Of course, the emotional angle is maintained throughout, and most conflicts are resolved finally with brevity and – the best part – wherever possible in a light and non-melodramatic way.

A thorough and refreshing entertainer, the film, however, makes itself partially niche by catering almost exclusively to the metro-centric youth and young ones at heart. The conservative audiences, if they do not see the larger picture, have lots to frown about, starting with the liberal use of the F-word and other expletives that are obviously blanked out. However, I said “starting with” and that means that there is a lack of inhibitions (by traditional standards) in what the four say, do and in how they behave as well.

However, for the first time in a Hindi film, all these bold aspects are made an integral part of the movie, the characterizations and the plot and never seem like gimmicks that are attempts to salvage a weak script and film.

In fact, the only weak aspect of this film is the music, which simply does not register. The pounding beats of Punjabi folk have been done ad nauseam and ad infinitum, and there is nothing to recommend here. The additional fact that almost all songs are used as background numbers makes it worse. The lyrics, sadly, match the mediocre standard, except for the Rajshekhar-written “Aa Jao Na.”

A great score by a solo composer would have done miracles for the film’s promotion, opening (which is anyway very good and could have been excellent) and future as well as lasting prospects. Forget great scores in “Hum Aapke…,” “Dilwale Dulhania…” and “Dil Chahta Hai,” even bold subjects in the past worked with great music, like “Daag,” “Ram Teri Ganga Maili” or “Lamhe.”
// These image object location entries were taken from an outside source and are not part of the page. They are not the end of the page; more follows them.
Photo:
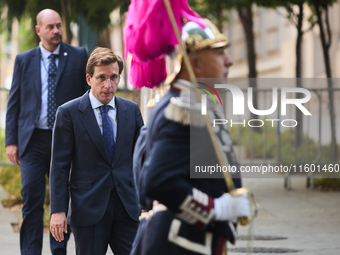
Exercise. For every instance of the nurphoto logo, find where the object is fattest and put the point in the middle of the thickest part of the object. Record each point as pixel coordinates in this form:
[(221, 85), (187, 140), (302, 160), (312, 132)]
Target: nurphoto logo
[(239, 105)]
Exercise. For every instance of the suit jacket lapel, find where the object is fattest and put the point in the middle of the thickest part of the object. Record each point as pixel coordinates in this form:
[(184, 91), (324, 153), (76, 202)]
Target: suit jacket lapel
[(63, 56), (122, 124), (35, 66), (90, 123)]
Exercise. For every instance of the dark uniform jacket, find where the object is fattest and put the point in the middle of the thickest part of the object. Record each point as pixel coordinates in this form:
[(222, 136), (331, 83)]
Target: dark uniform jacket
[(187, 226)]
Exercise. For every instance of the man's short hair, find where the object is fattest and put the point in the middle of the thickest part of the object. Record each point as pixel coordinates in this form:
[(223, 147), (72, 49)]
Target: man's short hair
[(103, 56)]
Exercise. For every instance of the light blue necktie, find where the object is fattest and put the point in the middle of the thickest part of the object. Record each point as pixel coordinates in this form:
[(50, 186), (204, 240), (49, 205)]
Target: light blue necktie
[(107, 130), (51, 83)]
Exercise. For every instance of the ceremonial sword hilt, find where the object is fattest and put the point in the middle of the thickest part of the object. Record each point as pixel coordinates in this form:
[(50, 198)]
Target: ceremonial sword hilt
[(238, 192)]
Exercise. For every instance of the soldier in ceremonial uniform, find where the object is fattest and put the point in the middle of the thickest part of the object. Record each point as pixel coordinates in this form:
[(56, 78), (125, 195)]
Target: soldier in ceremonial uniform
[(190, 216)]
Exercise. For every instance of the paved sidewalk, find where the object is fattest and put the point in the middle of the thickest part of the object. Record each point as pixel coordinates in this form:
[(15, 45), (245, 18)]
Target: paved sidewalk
[(308, 220)]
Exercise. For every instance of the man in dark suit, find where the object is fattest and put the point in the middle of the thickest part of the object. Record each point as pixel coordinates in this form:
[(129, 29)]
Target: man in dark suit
[(93, 142), (44, 78)]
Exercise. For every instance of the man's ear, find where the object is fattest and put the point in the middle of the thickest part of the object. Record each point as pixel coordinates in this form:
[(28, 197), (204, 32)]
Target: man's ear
[(196, 63), (88, 79)]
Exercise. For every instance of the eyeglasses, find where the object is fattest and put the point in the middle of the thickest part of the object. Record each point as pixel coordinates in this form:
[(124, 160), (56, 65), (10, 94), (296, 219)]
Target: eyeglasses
[(114, 78)]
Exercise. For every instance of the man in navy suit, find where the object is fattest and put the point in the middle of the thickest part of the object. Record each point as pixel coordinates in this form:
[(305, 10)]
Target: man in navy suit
[(44, 78), (93, 142)]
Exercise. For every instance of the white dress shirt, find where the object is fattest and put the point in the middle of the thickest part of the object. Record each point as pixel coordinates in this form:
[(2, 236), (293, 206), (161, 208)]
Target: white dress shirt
[(96, 104), (44, 65)]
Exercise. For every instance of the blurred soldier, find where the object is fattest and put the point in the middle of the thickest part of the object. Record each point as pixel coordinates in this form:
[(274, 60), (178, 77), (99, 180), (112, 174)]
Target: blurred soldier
[(43, 78), (190, 216)]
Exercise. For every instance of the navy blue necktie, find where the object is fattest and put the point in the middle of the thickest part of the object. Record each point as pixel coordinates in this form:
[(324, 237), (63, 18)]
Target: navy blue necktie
[(51, 83), (107, 130)]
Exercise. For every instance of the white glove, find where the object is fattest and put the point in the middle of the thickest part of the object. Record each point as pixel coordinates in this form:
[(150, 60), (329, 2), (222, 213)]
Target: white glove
[(230, 208)]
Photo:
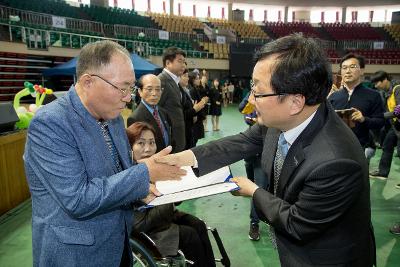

If someone matches the script’s forthright wackiness, it is Shashanka Ghosh with his direction. Leaping miles ahead of his last three films (all flops, including Anil-Rhea’s “Khoobsurat”), Ghosh shows the quirkiness for which he is known with a perfect mix of emotions. This critic has worked with Ghosh professionally in Channel [V] eons ago, and I always felt that he was never in full bloom in his earlier films.

The cinematography (Sudhakar Reddy Yakkanti) is a treat to the eyes, generally. Arijit Dutta’s background music is impressive, as is the production design by Priya Ahluwalia. But Rhea Kapoor, Abu Jani and Sandeep Khosla often slip in making the costumes needlessly bold for effect. The same is true in some cases also in the ‘dialogues,’ as earlier mentioned.

Kareena Kapoor Khan looks like a dream and is the ultimate evidence that a Diva remains a Diva even after motherhood. Her performance is flawless and her expressions very skilled and sincere. Ranking next is Shikha Talsania, who does a great job of Meera. Swara Bhaskar is competent, though her character, in one sense, plays to the gallery, Sonam K. Ahuja nee Sonam Kapoor is generally herself, but shows the needed spark and spunk in several occasions.

The men are no less. Sumeet Vyas, as Rishabh, does a dexterous job as he has to go through multiple emotions in his character’s journey. Vishwas Kinni as Bhandari is excellent, and so are Vivek Mushran as Kuki, Ayessha Raza and

Manoj Pahwa as Rishabh’s parents, Sukesh Arora as Keshav and Ekavali Khanna as Kalindi’s stepmom, who brings the house down when her laugh breaks the sound barrier. The rest of the cast too are competent.

This one is not to be missed if you want to have fun at the movies. But while I would cut a star for needless expletives, I do feel that a film can be made without them, and have cut the rating by half a star because cusswords are not for the Indian audience.